Ultimatum Trump kepada Joseph Aoun: Pilih al-Jolani atau Netanyahu!
POROS PERLAWANAN – Kunjungan Presiden Lebanon, Joseph Aoun, ke Washington baru-baru ini menyita perhatian dunia. Meski di permukaan terlihat seperti pertemuan diplomatik biasa, laporan terbaru dari surat kabar Lebanon, al-Akhbar, mengungkap adanya drama “di balik layar” yang jauh lebih krusial bagi masa depan Lebanon dan peta kekuatan regional.
Diberitakan Fars, dalam tulisan mendalam oleh Ibrahim Amin, terungkap bahwa Washington—melalui Donald Trump—telah memberikan ultimatum keras kepada Aoun. Trump disebut menuntut Aoun untuk memilih salah satu dari dua skenario: berkoordinasi dengan Abu Muhammad al-Jolani untuk menumpas Hizbullah, atau kembali menghadapi tekanan politik dari Benjamin Netanyahu.
Kunjungan “Bersejarah” atau Sekadar Formalitas?
Awalnya, tim pendukung Aoun berusaha mencitrakan kunjungan ini sebagai momen bersejarah. Namun, al-Akhbar menyoroti bahwa ada agenda rahasia yang jauh lebih penting daripada pertemuan seremonial di Gedung Putih. Amerika Serikat disebut-sebut telah menetapkan “syarat masuk” bagi siapa pun yang ingin mendapatkan dukungan penuh dari Trump: yakni kesiapan untuk mengabdi pada kepentingan keamanan nasional AS.
Dalam skenario ini, Aoun dianggap sebagai sosok yang diharapkan bisa menjalankan misi tersebut. Penulis artikel menyebutkan bahwa dalam pertemuan dengan delegasi Lebanon, pihak AS tampak tidak tertarik pada tumpukan berkas, peta, atau proposal militer yang dibawa oleh tim teknis Lebanon terkait kedaulatan negara. Sebaliknya, delegasi politik Lebanon seolah diperintahkan untuk sekadar “menandatangani” apa yang sudah disiapkan oleh Departemen Luar Negeri AS tanpa banyak tanya.
Pergeseran Posisi Trump Terhadap Netanyahu
Analisis menarik lainnya adalah pergeseran sikap Trump terhadap Perdana Menteri Israel, Benjamin Netanyahu.

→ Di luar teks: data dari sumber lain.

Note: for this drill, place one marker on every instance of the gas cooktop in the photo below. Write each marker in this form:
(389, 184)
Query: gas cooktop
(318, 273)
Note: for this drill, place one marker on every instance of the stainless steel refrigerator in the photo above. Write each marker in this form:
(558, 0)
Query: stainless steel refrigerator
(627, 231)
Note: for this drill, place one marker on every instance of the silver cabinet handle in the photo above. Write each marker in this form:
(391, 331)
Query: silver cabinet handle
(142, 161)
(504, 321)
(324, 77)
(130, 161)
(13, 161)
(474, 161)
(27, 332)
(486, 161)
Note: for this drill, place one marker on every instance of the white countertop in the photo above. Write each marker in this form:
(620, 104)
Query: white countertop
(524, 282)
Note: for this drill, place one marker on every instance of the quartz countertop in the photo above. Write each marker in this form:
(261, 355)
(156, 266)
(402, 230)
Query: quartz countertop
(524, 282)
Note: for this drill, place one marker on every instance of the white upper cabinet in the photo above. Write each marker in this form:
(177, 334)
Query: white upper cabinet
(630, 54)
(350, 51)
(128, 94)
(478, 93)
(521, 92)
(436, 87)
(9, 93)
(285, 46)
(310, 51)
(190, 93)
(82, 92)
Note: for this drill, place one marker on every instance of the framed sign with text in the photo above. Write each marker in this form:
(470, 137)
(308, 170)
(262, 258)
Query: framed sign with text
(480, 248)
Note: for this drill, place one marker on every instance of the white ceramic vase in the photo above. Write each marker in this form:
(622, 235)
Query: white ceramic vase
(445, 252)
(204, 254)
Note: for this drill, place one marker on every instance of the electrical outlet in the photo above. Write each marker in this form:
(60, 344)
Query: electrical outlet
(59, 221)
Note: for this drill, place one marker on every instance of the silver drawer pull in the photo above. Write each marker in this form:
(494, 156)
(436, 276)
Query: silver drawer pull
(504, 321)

Laporan tersebut mengeklaim bahwa Trump kini mulai memandang Netanyahu sebagai beban bagi kepentingan AS. Trump dikabarkan kecewa karena Netanyahu dianggap gagal memenuhi janji-janji strategisnya, baik terkait isu Iran maupun konflik di Lebanon.
Akibat kekecewaan ini, Trump kini mencari “alternatif” untuk menyelesaikan masalah di Lebanon, alih-alih terus mengandalkan skema lama yang melibatkan militer Israel.
‘Kartu Baru’ di Timur Tengah: Peran Turki dan al-Jolani
Untuk keluar dari kebuntuan, Trump disebut-sebut mulai menyusun strategi baru yang melibatkan aktor regional lainnya. Rencana ini melibatkan Turki sebagai pemain utama, dengan koordinasi dari Arab Saudi.
Poin paling mengejutkan dalam laporan tersebut adalah peran yang ditujukan bagi Abu Muhammad al-Jolani. Washington tampaknya mempertimbangkan “manajemen gaya Suriah” di bawah kendali al-Jolani untuk memuluskan langkah politik dan keamanan di Lebanon. Strategi ini diharapkan dapat menjadi jalan keluar bagi AS untuk menekan pengaruh Iran dan melumpuhkan Hizbullah tanpa harus sepenuhnya bergantung pada agresi militer Israel yang dianggap kontraproduktif.
Pesan Akhir: Berdamai atau Terjebak Konflik
Secara gamblang, pesan yang disampaikan kepada Aoun di Washington sangat tajam: Lebanon harus mulai mendekat ke Damaskus dan Ankara. Hubungan dengan kedua pihak tersebut kini dianggap sebagai “pintu wajib” jika Lebanon ingin memenuhi agenda Washington dalam membatasi pengaruh Iran.
Ultimatum ini menjadi cerminan betapa rumitnya politik di Timur Tengah saat ini. Bagi Aoun, pilihannya kini terasa seperti berada di persimpangan jalan: tunduk pada skenario baru yang melibatkan al-Jolani, atau kembali berhadapan dengan ketidakpastian di bawah bayang-bayang Netanyahu.